We also set a password for the person.

$ ldappasswd \
-x \
-D "cn=admin,dc=larkintuckerllc,dc=com" \
-w "ADMINISTRATOR_PASSWORD" \
-S "uid=example-developer,ou=people,dc=larkintuckerllc,dc=com"

From the Okta Admin Console, we import the person and group using the menu Directory > Directory Integrations > LDAP > Import > Import Now. We Confirm the Assignment and Activate the person.

Next, as we want all developers to have access to the Okta AWS Single Sign-on application, we assign it to the developers group; menu Directory > Groups > developers > Applications. At this point, the developer appears in the AWS SSO configuration.

At this point, however, the developer has no access to any AWS accounts; let us remedy this.

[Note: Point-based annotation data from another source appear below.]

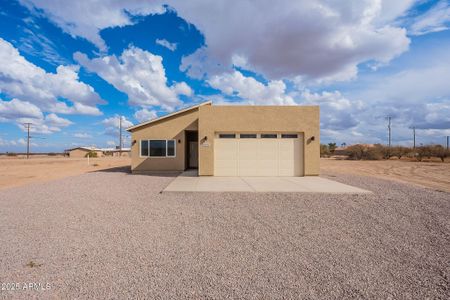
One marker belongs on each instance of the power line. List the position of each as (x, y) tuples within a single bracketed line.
[(120, 135), (389, 133), (28, 138)]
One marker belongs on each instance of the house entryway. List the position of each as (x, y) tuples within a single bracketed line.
[(191, 149)]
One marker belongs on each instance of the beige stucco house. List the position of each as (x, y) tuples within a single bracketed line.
[(230, 141)]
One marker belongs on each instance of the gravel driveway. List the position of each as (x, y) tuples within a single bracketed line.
[(114, 235)]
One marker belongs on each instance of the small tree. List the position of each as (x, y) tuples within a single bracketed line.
[(91, 154)]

From the Okta Admin Console, we use the following menu to push the developers group to AWS SSO; Applications > AWS Single Sign-on > Push Groups > Push Groups > Find groups by name.

At this point the developer group is visible in AWS SSO.

The last step is to then to grant the AWSReadyOnlyAccess Permission Set to the developers group using the menu; AWS SSO > AWS accounts > Assign users > Groups.

At this point we can login to our Okta homepage, in my case https://larkintuckerllc.okta.com, using the developer email, in my case example-developer@larkintuckerllc.com; the password is what we set in the OpenLDAP step above. Clicking on the AWS Single Sign-on button passes us through to the AWS SSO User Portal with the proper authorization.

Revisiting the AWSAccountFactory (and Others) Group

It turns out that one can fix the automatically created groups in Okta Admin Console by repeated the process we used to create the developers group, i.e., create and populate group in OpenLDAP, import it into Okta Admin Console, and then push it to AWS SSO. Here we have fixed the two groups that had members: AWSAccountFactory and AWSControlTowerAdmins.

The one sidebar here is that if you need to modify an OpenLDAP group; do not delete and recreate the group but rather modify it. For example, here is how to add the developer to the AWSControlTowerAdmins group:

$ ldapmodify -x -D "cn=admin,dc=larkintuckerllc,dc=com" -w "ADMINISTRATOR_PASSWORD" -f modify.ldif

with this file.

Wrap Up

Wow; this was a lot more complex that I imagined it would be.